The Senate has passed a new Conscription Act, putting all residents between the ages of eighteen and fifty-live in the military service for the war. Those over forty-five to be detailed by the President as commissary quartermasters, Nitre Bureau agents, provost guards, clerks, etc. This would make up the enormous number of 1,500,000 men! The express companies are to have no detail of men fit for the field, but the President may exempt a certain class for agricultural purposes, which, of course, can be revoked whenever a farmer refuses to sell at schedule prices, or engages in speculation or extortion. Thus the President becomes almost absolute, and the Confederacy a military nation. The House will pass it with some modifications. Already the Examiner denounces it, for it allows only one owner or editor to a paper, and just sufficient printers,— no assistant editors, no reporters, no clerks, etc. This will save us, and hasten a peace.

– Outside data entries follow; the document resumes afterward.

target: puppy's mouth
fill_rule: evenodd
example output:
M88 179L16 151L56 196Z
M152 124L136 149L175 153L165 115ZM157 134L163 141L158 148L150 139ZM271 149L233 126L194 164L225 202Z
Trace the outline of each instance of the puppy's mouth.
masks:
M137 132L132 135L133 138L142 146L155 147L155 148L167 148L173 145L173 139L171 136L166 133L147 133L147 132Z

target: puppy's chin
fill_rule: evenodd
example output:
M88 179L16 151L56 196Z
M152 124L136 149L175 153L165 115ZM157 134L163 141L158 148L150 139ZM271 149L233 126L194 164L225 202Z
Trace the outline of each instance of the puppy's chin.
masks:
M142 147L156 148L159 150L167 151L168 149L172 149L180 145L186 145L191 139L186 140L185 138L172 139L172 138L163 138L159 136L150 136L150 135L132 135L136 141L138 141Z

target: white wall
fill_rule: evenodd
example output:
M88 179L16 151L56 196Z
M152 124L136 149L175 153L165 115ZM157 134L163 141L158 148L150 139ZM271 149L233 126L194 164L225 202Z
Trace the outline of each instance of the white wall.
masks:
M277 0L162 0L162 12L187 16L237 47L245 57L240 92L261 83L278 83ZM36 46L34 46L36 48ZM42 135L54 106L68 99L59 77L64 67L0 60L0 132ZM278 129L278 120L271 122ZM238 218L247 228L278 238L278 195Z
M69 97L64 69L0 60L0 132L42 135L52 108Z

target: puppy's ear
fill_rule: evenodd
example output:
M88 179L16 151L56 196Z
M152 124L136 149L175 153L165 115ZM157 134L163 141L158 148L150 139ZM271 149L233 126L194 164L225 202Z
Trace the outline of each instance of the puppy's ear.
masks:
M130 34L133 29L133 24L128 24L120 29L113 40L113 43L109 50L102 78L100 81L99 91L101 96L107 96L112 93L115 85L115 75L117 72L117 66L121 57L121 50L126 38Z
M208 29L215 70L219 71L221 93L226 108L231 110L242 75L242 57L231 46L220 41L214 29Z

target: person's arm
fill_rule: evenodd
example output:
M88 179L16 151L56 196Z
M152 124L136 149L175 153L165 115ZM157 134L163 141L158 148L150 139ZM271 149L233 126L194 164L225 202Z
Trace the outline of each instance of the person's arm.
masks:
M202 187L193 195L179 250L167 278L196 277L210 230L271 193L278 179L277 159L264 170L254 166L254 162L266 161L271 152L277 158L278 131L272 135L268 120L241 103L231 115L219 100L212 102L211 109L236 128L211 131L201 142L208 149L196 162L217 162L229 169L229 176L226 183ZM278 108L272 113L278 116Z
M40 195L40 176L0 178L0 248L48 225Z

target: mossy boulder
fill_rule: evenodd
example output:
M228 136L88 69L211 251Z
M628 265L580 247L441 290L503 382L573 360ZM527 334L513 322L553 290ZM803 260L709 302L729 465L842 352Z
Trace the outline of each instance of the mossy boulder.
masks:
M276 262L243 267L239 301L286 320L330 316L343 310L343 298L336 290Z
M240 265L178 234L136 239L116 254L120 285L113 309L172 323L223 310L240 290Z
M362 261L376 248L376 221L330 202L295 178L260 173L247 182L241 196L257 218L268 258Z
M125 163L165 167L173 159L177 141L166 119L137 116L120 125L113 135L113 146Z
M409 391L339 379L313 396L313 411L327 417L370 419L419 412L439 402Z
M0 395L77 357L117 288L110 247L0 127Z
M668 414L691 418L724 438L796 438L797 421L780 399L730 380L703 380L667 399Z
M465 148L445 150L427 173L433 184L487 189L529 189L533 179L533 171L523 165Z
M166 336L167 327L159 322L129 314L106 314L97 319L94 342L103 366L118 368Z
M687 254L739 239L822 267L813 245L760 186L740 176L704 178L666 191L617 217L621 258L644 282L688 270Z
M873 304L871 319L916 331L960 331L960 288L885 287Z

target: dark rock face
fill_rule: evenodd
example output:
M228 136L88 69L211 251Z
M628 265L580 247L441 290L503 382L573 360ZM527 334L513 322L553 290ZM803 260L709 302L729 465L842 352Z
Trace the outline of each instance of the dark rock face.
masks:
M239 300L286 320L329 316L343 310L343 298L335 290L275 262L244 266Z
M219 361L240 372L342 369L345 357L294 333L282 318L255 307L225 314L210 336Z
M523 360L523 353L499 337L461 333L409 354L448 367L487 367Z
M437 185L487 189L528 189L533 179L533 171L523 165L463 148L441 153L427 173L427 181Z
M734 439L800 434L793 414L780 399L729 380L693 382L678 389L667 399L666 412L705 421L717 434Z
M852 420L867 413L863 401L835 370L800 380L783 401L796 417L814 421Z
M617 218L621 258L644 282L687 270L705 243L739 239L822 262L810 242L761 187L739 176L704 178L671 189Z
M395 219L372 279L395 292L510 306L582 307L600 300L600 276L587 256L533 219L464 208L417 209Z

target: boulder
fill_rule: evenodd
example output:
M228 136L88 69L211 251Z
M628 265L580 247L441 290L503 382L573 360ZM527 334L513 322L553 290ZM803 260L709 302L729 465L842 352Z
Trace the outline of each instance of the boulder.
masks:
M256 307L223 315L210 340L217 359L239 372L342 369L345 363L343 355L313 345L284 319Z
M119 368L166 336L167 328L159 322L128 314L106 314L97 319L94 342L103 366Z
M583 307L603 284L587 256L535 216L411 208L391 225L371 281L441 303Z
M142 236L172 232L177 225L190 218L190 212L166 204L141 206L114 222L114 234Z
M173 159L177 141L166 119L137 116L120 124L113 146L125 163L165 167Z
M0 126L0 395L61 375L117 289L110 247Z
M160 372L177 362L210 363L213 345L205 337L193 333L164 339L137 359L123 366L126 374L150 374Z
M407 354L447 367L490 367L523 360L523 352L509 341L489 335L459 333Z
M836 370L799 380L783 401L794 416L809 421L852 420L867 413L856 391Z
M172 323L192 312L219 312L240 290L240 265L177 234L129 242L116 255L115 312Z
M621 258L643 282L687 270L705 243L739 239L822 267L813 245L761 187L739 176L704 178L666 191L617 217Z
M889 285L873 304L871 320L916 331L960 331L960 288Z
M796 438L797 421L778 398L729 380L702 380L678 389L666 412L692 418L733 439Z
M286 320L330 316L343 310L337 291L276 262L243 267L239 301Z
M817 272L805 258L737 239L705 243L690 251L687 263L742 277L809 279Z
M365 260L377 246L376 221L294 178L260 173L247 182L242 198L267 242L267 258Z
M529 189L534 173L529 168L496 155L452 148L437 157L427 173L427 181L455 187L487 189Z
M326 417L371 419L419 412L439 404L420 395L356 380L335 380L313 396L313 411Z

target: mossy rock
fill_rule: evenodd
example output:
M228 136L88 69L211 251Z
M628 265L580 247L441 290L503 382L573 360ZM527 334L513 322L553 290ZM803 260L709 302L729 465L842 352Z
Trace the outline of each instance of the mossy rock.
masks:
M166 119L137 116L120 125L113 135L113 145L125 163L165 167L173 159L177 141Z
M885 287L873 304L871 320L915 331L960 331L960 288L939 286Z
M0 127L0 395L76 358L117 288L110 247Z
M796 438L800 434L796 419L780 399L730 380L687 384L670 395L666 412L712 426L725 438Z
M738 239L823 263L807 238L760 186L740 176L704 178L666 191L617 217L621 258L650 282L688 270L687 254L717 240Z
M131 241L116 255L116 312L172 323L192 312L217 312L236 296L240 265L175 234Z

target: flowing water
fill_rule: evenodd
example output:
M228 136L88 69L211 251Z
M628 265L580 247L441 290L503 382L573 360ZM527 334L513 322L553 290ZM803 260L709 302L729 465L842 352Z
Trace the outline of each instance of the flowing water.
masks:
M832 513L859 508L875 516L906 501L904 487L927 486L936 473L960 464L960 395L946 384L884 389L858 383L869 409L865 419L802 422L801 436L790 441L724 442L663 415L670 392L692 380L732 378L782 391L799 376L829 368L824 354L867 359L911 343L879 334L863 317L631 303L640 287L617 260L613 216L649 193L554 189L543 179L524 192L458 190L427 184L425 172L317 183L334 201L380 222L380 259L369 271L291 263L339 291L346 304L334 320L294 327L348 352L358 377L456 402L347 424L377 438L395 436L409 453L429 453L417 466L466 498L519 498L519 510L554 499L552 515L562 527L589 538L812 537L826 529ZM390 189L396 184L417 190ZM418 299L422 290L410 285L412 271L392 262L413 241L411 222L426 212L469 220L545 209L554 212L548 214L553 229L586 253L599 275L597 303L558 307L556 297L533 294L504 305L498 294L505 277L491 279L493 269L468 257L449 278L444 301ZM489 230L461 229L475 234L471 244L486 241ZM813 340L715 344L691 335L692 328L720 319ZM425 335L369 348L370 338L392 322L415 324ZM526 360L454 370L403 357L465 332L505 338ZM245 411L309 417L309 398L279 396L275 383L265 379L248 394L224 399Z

Mr. G. A. Myers, the little old lawyer, always potential with the successive Secretaries of War, proposes, in a long letter, that the Department allows 30 to 40 foreigners (Jews) to leave the Confederate States, via Maryland, every week!
Mr. Goodman, President of the Mississippi Railroad, proposes to send cotton to the Yankees in exchange for implements, etc., to repair the road, and Lieut.-Gen. (Bishop) Polk favors the scheme.
Commissary-General Northrop likewise sent in a proposal from an agent of his in Mississippi, to barter cotton with the Yankees for subsistence, and he indorses an approval on it. I trust we shall be independent this summer.
To-day it is cool and cloudy, but Custis has had no use for fire in his school-room of nights for a week—and that in January. The warm weather saved us a dollar per day in coal. Custis's scholars are paying him $95 the first month.
I shall hope for better times now. We shall have men enough, if the Secretary and conscription officers do not strain the meshes of the seine too much, and the currency will be reduced. The speculators and extortioners, in great measure, will be circumvented, for the new conscription will take them from their occupations, and they will not find transportation for their wares.
The 2000 barrels of corn destroyed by the enemy on the Peninsula, a few days ago, belonged to a relative of Col Ruffin, Assistant Commissary-General! He would not impress that—and lo! it is gone! Many here are glad of it.